Standardise the column values for damage for both crop and property.

eco_crop$times <- 0
eco_crop$times[grep("B", eco_crop$Storm.CROPDMGEXP)] <- as.numeric(1000000000)
eco_crop$times[grep("M", eco_crop$Storm.CROPDMGEXP)] <- as.numeric(1000000)
eco_crop$times[grep("m", eco_crop$Storm.CROPDMGEXP)] <- as.numeric(1000000)
eco_crop$times[grep("K", eco_crop$Storm.CROPDMGEXP)] <- as.numeric(1000)
eco_crop$times[grep("k", eco_crop$Storm.CROPDMGEXP)] <- as.numeric(1000)
eco_crop$Storm.CROPDMG <- eco_crop$Storm.CROPDMG*eco_crop$times

eco_prop$times <- 0
eco_prop$times[grep("B", eco_prop$Storm.PROPDMGEXP)] <- as.numeric(1000000000)
eco_prop$times[grep("M", eco_prop$Storm.PROPDMGEXP)] <- as.numeric(1000000)
eco_prop$times[grep("m", eco_prop$Storm.PROPDMGEXP)] <- as.numeric(1000000)
eco_prop$times[grep("K", eco_prop$Storm.PROPDMGEXP)] <- as.numeric(1000)
eco_prop$times[grep("k", eco_prop$Storm.PROPDMGEXP)] <- as.numeric(1000)
eco_prop$Storm.PROPDMG <- eco_prop$Storm.PROPDMG*eco_prop$times

Calculate totals for events costs

options(scipen = 1, digits = 2)
eco_crop <- aggregate(list(cost=eco_crop$Storm.CROPDMG), list(event=eco_crop$Storm.EVTYPE), sum)
eco_crop <- eco_crop[order(eco_crop$cost, decreasing=TRUE),]
options(scipen = 1, digits = 2)
eco_prop <- aggregate(list(cost=eco_prop$Storm.PROPDMG), list(event=eco_prop$Storm.EVTYPE), sum)
eco_prop <- eco_prop[order(eco_prop$cost, decreasing=TRUE),]
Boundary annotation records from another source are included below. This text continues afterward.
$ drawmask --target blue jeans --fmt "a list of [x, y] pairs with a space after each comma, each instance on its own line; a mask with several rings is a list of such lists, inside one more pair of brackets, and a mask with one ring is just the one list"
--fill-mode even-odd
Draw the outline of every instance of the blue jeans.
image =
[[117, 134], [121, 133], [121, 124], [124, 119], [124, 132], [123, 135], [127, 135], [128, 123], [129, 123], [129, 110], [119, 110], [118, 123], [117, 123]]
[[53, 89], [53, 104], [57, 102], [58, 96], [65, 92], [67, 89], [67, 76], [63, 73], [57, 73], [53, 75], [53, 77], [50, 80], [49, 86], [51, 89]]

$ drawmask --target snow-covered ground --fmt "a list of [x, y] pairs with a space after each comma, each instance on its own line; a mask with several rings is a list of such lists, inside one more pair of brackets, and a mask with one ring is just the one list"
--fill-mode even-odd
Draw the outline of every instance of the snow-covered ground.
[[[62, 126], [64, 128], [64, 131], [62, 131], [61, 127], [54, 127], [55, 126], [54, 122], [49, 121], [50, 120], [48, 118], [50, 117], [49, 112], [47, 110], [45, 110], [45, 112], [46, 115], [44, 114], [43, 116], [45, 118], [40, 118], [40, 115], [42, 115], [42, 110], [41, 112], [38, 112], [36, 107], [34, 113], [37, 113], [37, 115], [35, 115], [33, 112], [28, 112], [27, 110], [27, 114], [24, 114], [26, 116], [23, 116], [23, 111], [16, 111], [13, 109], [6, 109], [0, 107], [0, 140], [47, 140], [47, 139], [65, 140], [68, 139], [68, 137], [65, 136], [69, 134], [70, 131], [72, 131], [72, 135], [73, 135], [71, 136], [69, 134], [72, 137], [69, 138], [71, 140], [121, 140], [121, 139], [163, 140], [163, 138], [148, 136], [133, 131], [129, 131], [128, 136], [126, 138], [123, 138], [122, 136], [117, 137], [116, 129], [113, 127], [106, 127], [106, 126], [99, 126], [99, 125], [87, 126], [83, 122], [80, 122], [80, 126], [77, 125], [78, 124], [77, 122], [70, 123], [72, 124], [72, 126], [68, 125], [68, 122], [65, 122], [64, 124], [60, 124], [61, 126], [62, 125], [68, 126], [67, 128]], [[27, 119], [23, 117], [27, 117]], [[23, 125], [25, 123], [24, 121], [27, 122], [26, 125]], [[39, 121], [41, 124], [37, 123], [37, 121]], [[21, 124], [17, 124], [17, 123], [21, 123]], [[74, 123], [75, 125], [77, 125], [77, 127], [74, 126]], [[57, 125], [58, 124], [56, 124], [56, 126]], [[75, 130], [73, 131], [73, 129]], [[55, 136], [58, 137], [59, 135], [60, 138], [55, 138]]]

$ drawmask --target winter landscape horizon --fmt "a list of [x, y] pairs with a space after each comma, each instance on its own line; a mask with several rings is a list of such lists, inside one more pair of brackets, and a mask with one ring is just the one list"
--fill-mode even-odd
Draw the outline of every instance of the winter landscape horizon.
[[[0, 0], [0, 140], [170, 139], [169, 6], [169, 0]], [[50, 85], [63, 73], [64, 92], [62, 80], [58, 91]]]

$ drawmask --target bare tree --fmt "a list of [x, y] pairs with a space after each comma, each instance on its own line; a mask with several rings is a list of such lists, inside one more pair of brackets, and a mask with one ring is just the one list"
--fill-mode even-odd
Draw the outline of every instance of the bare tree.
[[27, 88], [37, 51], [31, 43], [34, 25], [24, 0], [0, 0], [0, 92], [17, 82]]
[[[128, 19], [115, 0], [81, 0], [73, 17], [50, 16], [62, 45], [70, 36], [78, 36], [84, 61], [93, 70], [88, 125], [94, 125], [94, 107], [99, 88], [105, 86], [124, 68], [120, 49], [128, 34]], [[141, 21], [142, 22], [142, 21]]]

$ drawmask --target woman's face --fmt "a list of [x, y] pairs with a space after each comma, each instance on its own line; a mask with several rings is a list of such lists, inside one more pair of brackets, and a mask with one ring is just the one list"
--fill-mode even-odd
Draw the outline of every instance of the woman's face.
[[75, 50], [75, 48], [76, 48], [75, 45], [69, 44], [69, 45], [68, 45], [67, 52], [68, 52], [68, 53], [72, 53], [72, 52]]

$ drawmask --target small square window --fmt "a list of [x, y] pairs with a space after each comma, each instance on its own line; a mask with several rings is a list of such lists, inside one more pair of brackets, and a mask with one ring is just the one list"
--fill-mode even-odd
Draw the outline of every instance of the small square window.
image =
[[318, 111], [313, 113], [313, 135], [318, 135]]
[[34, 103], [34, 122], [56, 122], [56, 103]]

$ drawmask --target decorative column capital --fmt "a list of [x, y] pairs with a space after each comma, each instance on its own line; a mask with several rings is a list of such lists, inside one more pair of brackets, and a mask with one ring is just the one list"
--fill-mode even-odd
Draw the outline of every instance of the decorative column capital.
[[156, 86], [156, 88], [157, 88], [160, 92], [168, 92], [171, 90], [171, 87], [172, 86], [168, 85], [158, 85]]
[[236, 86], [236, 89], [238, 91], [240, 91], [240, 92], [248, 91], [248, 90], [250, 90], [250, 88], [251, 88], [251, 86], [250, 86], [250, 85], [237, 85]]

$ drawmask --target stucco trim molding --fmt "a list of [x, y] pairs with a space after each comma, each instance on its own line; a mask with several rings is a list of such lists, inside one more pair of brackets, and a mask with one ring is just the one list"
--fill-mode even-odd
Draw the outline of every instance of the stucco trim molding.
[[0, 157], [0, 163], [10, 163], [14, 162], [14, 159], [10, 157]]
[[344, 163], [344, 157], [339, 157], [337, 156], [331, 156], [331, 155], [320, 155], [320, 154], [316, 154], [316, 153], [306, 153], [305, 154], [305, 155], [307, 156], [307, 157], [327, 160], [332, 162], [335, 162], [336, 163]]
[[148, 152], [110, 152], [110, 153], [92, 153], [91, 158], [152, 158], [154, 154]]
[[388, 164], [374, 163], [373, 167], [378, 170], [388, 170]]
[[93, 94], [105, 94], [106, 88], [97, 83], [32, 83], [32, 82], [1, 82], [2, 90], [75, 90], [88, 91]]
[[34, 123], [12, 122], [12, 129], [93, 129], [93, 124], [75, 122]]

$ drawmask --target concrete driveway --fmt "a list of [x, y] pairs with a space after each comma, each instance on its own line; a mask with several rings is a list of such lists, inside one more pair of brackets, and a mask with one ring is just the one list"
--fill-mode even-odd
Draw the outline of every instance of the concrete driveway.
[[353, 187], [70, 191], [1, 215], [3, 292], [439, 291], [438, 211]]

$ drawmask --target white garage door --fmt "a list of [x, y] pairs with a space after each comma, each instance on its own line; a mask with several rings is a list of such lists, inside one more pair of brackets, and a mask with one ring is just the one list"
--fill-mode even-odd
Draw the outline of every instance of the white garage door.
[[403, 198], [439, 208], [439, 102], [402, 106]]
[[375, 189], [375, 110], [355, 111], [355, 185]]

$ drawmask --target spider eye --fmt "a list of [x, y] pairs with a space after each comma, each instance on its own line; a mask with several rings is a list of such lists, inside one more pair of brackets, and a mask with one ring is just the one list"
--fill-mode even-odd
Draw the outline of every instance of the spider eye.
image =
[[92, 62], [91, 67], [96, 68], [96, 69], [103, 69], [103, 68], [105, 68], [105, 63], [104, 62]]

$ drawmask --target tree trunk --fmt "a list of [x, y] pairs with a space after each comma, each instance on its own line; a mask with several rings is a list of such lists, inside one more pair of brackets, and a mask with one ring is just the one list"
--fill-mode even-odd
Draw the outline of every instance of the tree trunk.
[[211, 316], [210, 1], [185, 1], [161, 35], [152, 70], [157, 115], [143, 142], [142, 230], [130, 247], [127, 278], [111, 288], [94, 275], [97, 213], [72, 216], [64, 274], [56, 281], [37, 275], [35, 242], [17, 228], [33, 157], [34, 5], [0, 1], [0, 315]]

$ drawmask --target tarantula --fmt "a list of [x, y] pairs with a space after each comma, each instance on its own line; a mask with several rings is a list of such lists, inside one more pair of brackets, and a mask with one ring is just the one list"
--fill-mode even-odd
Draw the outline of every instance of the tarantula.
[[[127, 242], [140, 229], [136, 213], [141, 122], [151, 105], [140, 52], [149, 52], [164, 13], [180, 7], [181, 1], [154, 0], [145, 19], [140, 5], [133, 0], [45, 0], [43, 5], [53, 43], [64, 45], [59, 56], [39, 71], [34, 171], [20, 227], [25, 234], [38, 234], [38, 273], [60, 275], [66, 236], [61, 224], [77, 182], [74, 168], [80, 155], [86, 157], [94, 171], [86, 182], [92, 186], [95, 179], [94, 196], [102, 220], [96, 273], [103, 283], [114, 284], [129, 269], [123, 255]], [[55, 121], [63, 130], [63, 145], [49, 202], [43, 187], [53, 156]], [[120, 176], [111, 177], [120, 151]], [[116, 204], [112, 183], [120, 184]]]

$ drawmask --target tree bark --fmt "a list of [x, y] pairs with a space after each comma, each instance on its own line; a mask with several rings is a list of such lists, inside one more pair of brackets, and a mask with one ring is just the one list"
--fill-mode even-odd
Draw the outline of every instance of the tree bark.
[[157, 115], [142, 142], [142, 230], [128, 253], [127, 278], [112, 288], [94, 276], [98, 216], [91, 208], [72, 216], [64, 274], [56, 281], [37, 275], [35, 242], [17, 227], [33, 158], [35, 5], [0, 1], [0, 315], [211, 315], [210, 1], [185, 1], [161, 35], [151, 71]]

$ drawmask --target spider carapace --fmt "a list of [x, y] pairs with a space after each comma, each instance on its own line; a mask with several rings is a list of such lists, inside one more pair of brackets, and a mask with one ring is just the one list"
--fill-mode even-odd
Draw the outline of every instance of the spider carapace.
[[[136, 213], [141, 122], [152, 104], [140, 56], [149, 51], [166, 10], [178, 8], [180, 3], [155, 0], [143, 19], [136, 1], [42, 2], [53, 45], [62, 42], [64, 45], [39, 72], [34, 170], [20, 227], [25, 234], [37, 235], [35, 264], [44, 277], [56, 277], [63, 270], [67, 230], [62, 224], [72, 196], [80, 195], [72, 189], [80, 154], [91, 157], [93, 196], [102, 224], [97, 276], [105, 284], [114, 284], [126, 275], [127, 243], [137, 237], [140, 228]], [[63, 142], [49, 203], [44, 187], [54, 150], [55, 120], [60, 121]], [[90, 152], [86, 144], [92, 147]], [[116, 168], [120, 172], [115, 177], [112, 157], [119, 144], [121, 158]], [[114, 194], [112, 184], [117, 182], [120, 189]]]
Draw panel graph for both property and crop damage for top 10 events

crops <- eco_crop[1:10,]
props <- eco_prop[1:10,]
par(mfrow=c(2,1))
barplot(crops$cost, col="yellow", main="damage to crops (yellow) and property (green) by event", ylab="cost", names.arg = crops$event, las=3)
barplot(props$cost, col="green", ylab="cost", names.arg = props$event, las=3)

plot of chunk propcrop_graphs



It seems clear that droughts damage crops and floods damage property.